- Original language: Quebec French
- Written by: Michel Tremblay
- Characters: Marie-Ange Brouillette Rose Ouimet Des-Neiges Verrette Yvette Longpré Gabrielle Jodoin Lise Paquette Lisette de Courval Thérèse Dubuc Olivine Dubuc Angéline Sauvé Rhéauna Bibeau Ginette Ménard Pierrette Guérin

Premiere
- Date: August 28, 1968
- Place: Théâtre du Rideau Vert Montreal

= Les Belles-sœurs =

1965 play by Michel Tremblay

Les Belles-sœurs (/fr/; "The Sisters-in-Law") is a two-act play written by Michel Tremblay in 1965. It was Tremblay's first professionally produced work and remains his most popular and most translated work. The play has had a profound effect on Quebec language, culture and theatre.

Set in Montreal in the 1960s, the plot involves a woman who, having won an enormous quantity of trading stamps in a sweepstakes, throws a "stamping party", with her female relatives and some neighbourhood women invited. As the women paste the stamps into booklets, they bicker, banter, critique, and argue about their problems, circumstances, and everything wrong with the world.

Les Belles-sœurs premiered at Théâtre du Rideau Vert on August 28, 1968. It was directed by André Brassard and starred Denise Proulx, Odette Gagnon, Denise Filiatrault, Rita Lafontaine, Luce Guilbeault, Germaine Giroux and Nicole Leblanc among others, with set design by Réal Ouellette and costumes by François Barbeau. The English version, translated by John Van Burek and Bill Glassco, had its first run at the St. Lawrence Centre in Toronto on April 3, 1973, and starred Candy Kane, Elva Mai Hoover, Monique Mercure, among others. The production was also directed and designed by André Brassard.

The Canadian Theatre Encyclopedia describes the importance of the play in the following way:

The impact of this work is still being argued in Quebec today, but suffice it to say that it changed much of what was believed to be Quebec culture; language, the form of theatre, which plays should be done at which theatres, the displacing of the Old Guard... It set off a storm of controversy, firstly because of the language (a particularly raucous — some say vulgar — joual), and then because it dared to portray working class women doing working class things...

In 1980, Martin Bowman and Bill Findlay translated the play into contemporary Scots as The Guid Sisters. Michael Boyd produced this adaptation for Glasgow's Tron Theatre in 1989 and it went on to play in Toronto in 1990 and the Centaur Theatre in Montreal in 1992. It was revived by the National Theatre of Scotland and the Royal Lyceum Theatre, Edinburgh, in 2012.
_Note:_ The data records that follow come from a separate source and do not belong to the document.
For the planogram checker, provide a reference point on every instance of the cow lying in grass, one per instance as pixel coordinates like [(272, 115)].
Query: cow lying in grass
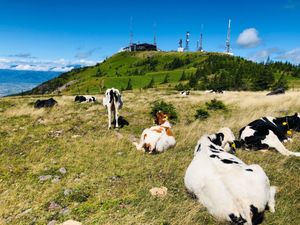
[(157, 138), (112, 100), (185, 93), (269, 133), (230, 189), (45, 103), (85, 99)]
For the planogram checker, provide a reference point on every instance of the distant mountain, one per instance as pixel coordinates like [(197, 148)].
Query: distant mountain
[(16, 81), (186, 70), (24, 76)]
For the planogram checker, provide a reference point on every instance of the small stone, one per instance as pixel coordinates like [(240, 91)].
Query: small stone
[(54, 206), (24, 212), (159, 192), (52, 222), (67, 192), (62, 170), (71, 222), (45, 177), (56, 179), (132, 138), (76, 136), (119, 135)]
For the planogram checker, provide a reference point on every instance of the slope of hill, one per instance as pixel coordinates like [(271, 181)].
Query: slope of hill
[(208, 70), (63, 163)]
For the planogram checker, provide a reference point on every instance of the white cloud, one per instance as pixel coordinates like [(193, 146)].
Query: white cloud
[(292, 56), (276, 54), (249, 38), (262, 55), (60, 65)]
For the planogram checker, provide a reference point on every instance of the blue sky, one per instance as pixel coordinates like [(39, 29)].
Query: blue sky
[(57, 35)]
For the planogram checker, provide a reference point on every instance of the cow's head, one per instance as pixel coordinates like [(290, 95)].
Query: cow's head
[(295, 122), (161, 117)]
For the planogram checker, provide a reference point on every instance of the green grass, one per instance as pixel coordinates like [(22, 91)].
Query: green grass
[(108, 178)]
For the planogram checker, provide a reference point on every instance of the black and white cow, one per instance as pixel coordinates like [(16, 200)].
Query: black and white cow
[(112, 100), (45, 103), (230, 189), (269, 133), (84, 99)]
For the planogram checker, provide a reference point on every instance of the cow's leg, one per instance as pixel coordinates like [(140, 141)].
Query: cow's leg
[(273, 142), (109, 117), (116, 117), (271, 202)]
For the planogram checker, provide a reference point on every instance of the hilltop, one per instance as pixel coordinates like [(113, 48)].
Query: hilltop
[(197, 70), (63, 163)]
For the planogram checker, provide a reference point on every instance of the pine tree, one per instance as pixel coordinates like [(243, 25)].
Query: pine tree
[(183, 76)]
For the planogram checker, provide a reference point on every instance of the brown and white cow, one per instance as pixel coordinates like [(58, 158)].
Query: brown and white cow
[(157, 138)]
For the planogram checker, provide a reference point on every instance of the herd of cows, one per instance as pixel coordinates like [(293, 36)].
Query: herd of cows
[(230, 189)]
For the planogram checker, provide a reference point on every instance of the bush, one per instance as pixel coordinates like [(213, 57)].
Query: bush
[(215, 105), (167, 108), (201, 114)]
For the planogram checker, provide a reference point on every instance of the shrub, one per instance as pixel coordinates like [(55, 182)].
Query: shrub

In 2018 it played at the Abbey Theatre, Dublin, under the title The Unmanageable Sisters.

A production of Les Belles-Soeurs was performed at the Stratford Festival in Stratford, Ontario during its 2023 season.
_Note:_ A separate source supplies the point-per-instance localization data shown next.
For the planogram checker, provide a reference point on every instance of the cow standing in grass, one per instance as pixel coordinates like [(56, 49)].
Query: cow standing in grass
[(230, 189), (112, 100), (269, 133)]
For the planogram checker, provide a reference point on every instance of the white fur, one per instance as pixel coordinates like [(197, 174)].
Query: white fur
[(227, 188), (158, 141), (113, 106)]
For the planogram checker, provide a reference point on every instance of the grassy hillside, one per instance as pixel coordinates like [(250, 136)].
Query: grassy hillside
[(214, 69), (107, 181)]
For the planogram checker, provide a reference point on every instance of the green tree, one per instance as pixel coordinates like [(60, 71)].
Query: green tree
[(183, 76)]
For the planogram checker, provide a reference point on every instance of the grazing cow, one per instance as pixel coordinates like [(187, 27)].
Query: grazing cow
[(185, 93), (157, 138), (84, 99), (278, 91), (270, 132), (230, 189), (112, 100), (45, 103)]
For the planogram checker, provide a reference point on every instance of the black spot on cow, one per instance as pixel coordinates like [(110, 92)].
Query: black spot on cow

Sisters and Neighbors! (Nos Belles-sœurs), a film adaptation directed by René Richard Cyr, premiered in theatres in July 2024.

== Translations ==
English: Glassco, Bill & John Van Burek, trans., Les Belles-Sœurs (English version) (Vancouver: Talonbooks, 1974, 1992) performance at St. Lawrence Centre, Toronto, 3 April 1973.

German: Plocher, Hanspeter, trans., Schwesterherzchen (Tübingen: Niemeyer, 1987) performance at Romanistentheater der Universität Augsburg, 1987.

Scots: Bowman, Martin & Bill Findlay, trans., The Guid Sisters and Other Plays (London: Nick Hern Books, 1991, ISBN 9781854591180. Of the three works in this edition, only one is rendered in the Scots language.

Polish: Kwaterko, Józef, trans., Siostrzyczki (Revue / Dialog 8, 1990) performance Kraków television, Oct. 1993.

Italian: Lemoine, Jean-René & Francesca Moccagatta, trans., Le Cognate, in Il teatro del Québec (Milan: Éditions Ubulibri, 1994) performance at Teatro di Rifredi, Florence, 15 Feb. 1994.

Yiddish: Anctil, Pierre & Goldie Morgentaler, trans., Di Shvegerins (Montreal: Saidye Bronfman Centre, 1992) and performed there June, 1992, as well as in Tel Aviv and Brooklyn.

The play has been translated into about thirty other languages.